This requires, however, careful selection of subjects in terms of eligibility and exclusion criteria (2,3) (Table 1). Recruitment can already be a hurdle, if potential participants are not willing to join a trial. Population-based effectiveness trials that identify and randomise subjects prior to consent have at least an apparent advantage in this respect. However, low compliance or substantial contamination can abolish that benefit. Informed consent is crucial in a randomised trial, where participants are subjected to an intervention that usually also carries a risk of adverse effects. Also, information on the features defining eligibility should be readily available and up to date. For instance, in a screening trial the participants must be free from the target condition, and ideally recruitment attempts should exclude people with the disease at the outset, based on case lists from comprehensive cancer registries.
In addition, the randomisation procedure must be valid, i.e., based on genuinely unpredictable allocation to guarantee allocation concealment (4,5). If the assignment of a particular subject can be foreseen, allocation can become biased by certain subjects being preferably assigned to a given trial arm, which leads to selection bias (6). The allocation ratio, i.e., proportion of subjects assigned to the trial arms does not need to be equal, but it must be identical across the participants (overall in simple randomisation and within the group in stratified randomisation).
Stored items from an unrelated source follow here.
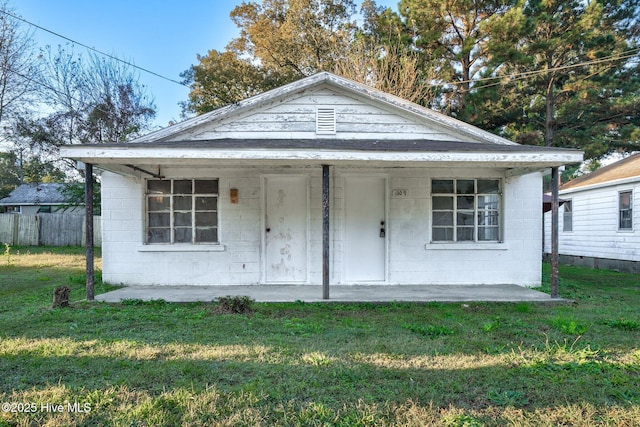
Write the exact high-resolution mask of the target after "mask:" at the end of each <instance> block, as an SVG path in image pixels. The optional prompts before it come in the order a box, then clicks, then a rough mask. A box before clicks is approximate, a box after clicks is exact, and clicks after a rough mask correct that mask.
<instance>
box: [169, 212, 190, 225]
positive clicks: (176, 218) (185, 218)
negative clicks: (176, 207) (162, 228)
mask: <svg viewBox="0 0 640 427" xmlns="http://www.w3.org/2000/svg"><path fill="white" fill-rule="evenodd" d="M173 225H175V226H176V227H190V226H191V212H176V213H175V214H174V216H173Z"/></svg>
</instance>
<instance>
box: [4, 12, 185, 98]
mask: <svg viewBox="0 0 640 427" xmlns="http://www.w3.org/2000/svg"><path fill="white" fill-rule="evenodd" d="M0 12H2V13H4V14H5V15H7V16H10V17H12V18H14V19H17V20H19V21H22V22H24V23H25V24H28V25H31V26H32V27H35V28H37V29H39V30H42V31H45V32H47V33H49V34H52V35H54V36H56V37H60V38H61V39H64V40H67V41H69V42H71V43H73V44H76V45H78V46H82V47H84V48H86V49H89V50H91V51H94V52H96V53H99V54H100V55H104V56H106V57H107V58H110V59H113V60H114V61H118V62H122V63H123V64H125V65H128V66H130V67H133V68H136V69H138V70H140V71H143V72H145V73H148V74H152V75H154V76H156V77H159V78H161V79H163V80H167V81H169V82H171V83H175V84H178V85H180V86H184V87H189V85H187V84H184V83H182V82H179V81H178V80H174V79H172V78H169V77H166V76H163V75H161V74H158V73H156V72H154V71H151V70H149V69H146V68H143V67H139V66H137V65H135V64H133V63H131V62H128V61H125V60H123V59H120V58H118V57H116V56H113V55H110V54H108V53H105V52H102V51H101V50H98V49H96V48H94V47H91V46H88V45H86V44H84V43H80V42H78V41H76V40H73V39H70V38H69V37H66V36H63V35H62V34H59V33H56V32H55V31H51V30H49V29H47V28H44V27H42V26H40V25H37V24H34V23H33V22H31V21H28V20H26V19H24V18H21V17H19V16H17V15H14V14H12V13H10V12H7V11H6V10H4V9H0Z"/></svg>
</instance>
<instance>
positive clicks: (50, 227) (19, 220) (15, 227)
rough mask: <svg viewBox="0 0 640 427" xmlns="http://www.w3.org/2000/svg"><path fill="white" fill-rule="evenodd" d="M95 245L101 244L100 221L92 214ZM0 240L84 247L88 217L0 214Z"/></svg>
mask: <svg viewBox="0 0 640 427" xmlns="http://www.w3.org/2000/svg"><path fill="white" fill-rule="evenodd" d="M93 235H94V237H93V239H94V245H95V246H101V245H102V232H101V222H100V217H99V216H94V217H93ZM0 243H8V244H10V245H16V246H84V245H85V216H84V215H79V214H38V215H19V214H0Z"/></svg>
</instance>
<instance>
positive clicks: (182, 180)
mask: <svg viewBox="0 0 640 427" xmlns="http://www.w3.org/2000/svg"><path fill="white" fill-rule="evenodd" d="M173 194H191V180H190V179H189V180H181V181H173Z"/></svg>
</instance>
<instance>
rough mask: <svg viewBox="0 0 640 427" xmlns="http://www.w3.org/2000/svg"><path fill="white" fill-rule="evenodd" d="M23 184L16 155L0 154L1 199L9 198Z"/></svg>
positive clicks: (9, 154)
mask: <svg viewBox="0 0 640 427" xmlns="http://www.w3.org/2000/svg"><path fill="white" fill-rule="evenodd" d="M20 182H21V174H20V169H19V167H18V158H17V156H16V155H15V153H2V152H0V199H2V198H4V197H7V196H8V195H9V193H11V192H12V191H13V189H14V188H16V187H17V186H18V185H20Z"/></svg>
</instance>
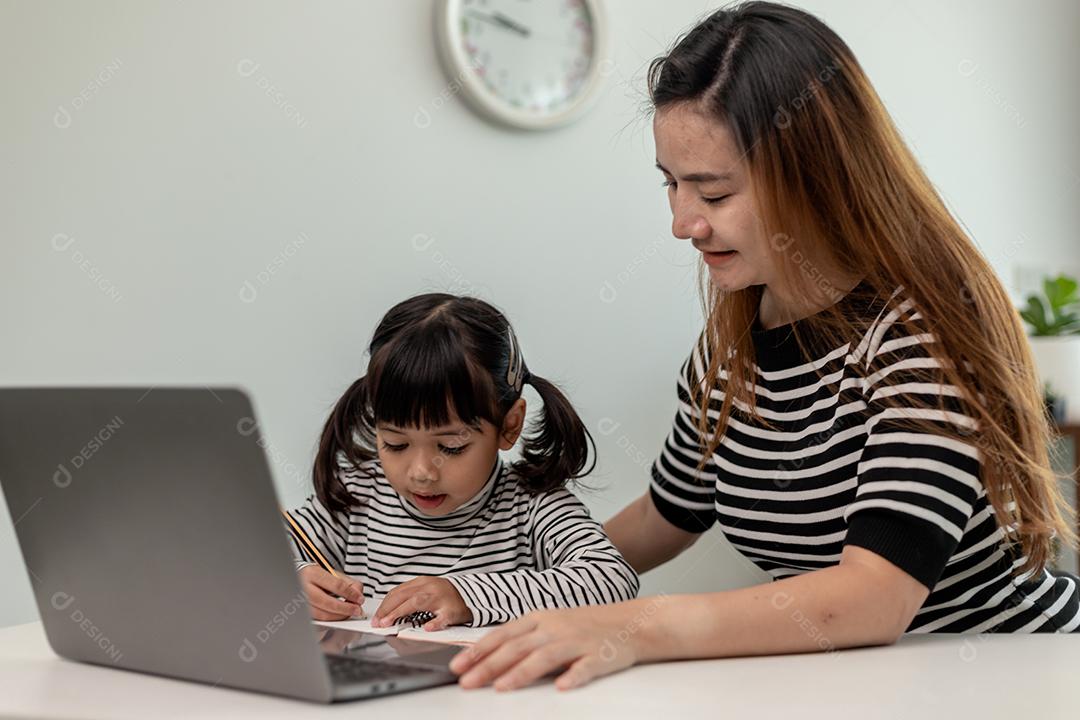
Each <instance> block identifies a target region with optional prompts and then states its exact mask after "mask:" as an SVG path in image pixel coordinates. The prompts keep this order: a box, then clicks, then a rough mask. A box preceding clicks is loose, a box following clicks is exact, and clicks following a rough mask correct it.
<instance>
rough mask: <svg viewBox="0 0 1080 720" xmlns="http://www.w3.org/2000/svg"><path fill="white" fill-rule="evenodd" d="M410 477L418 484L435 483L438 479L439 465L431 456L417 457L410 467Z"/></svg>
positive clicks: (409, 471)
mask: <svg viewBox="0 0 1080 720" xmlns="http://www.w3.org/2000/svg"><path fill="white" fill-rule="evenodd" d="M408 477H409V479H410V480H411V481H414V483H416V484H418V485H426V484H429V483H434V481H435V480H437V479H438V467H437V466H436V462H434V461H433V459H431V458H424V457H422V456H420V457H417V459H416V460H414V461H413V464H411V465H409V468H408Z"/></svg>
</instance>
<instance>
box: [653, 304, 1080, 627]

The current requirement is that computer-generated random numbers are used, preferably assigned by a separate party not responsible for recruitment and only after registering a participant to the trial so that potential for tampering the random allocation is minimised.
Randomisation can, however, generate comparability only at baseline, at the time of allocation. Selective loss during a study can lead to subsequent distortion of the initial balance (7,8). Use of passive data collection through e.g., registers can avoid this, but maintaining validity also requires that researchers are allowed to compile data on subjects who have withdrawn from the study. This is clearly an ethical issue, as there is a conflict between autonomy and common good that can be obtained from valid knowledge available only from unbiased research.
An adequate sample size is a prerequisite for achieving a balanced distribution of the characteristics between the trial arms through randomisation. Further, realistic power calculations with reasonable expected event rates and allowance for non-compliance are needed to define the target sample size (9).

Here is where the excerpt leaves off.